Hassan Rouhani at the UN General Assembly
Hassan Rouhani at the UN General AssemblyReuters

Iranian President Hassan Rouhani on Thursday blamed “Zionist pressure groups” for a U.S. Supreme Court ruling he said could undermine the Iran nuclear deal, JTA reported.

“The lack of compliance of the United States with the JCPOA in the last several months represents a flawed approach,” Rouhani said at the UN General Assembly, using the acronym for the Joint Comprehensive Plan Of Action, the formal name for the nuclear deal his country signed with world powers last year.

“The latest case in point is the United States Supreme Court ruling to seize billions of dollars of the Iranian regime’s assets,” he added. “This demonstrated that the Zionist pressure groups could go as far as having the U.S. Congress pass offensive legislation forcing the highest judicial institution to uphold peremptory violations of international law.”

In April, the high court upheld a 2012 law that allows U.S. victims of Iran-backed terrorism to claim funds from the $2 billion in Bank Markazi’s assets held in the United States. Bank Markazi is Iran’s central bank.

Litigants include families of Marines killed in the 1983 Hezbollah attack on barracks in Beirut, and the Rubin family, whose family member was injured in a 1997 double suicide bombing on Ben Yehuda Street in Jerusalem.

Rouhani said such rulings should be seen as a “wrongful international act” in violation of the deal.

The deal does not include the unfreezing of U.S.-held assets, although the Obama administration, in what was seen as a good-will gesture, unfroze $400 million in separate Iranian assets and delivered the money to Iran.

Rouhani last month accused Israel, as well as the U.S. Congress and other regional countries of thwarting the implementation of the nuclear deal.

The Anti-Defamation League slammed what it said was Rouhani’s anti-Semitic language at his UN speech.

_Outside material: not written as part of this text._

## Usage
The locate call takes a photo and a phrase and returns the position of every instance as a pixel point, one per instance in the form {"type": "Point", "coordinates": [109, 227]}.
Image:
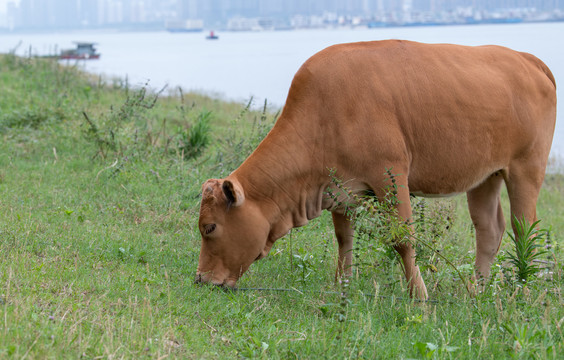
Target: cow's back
{"type": "Point", "coordinates": [447, 109]}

“President Rouhani’s UN address demonstrates clearly that there is no evidence of Iranian moderation,” Jonathan Greenblatt, ADL’s CEO, said in a statement quoted by JTA. “His espousing of noxious anti-Semitic conspiracy theories alleging ‘Zionist’ control of Congress must be condemned by the international community.”

Rouhani was otherwise bullish on the deal, saying Iran’s economy had improved – an implicit rebuke to hard-liners in his country who said the deal was not worth it.

He otherwise referred to Israel only once, saying, “The oppressed Palestinians are still afflicted by a web of apartheid and oppressive polices set by the Zionist regime.”

Rouhani and other senior Iranian officials continuously make anti-Israel statements. One such example came in April, when Rouhani vowed to defend Muslim countries against terrorism and Israel.

One of the main perpetrators of anti-Israel statements is Iran's Supreme Leader, Ayatollah Ali Khamenei, who has referred to Israel as a “cancerous tumor” and also predicted several months ago that the Jewish state will not exist in 25 years.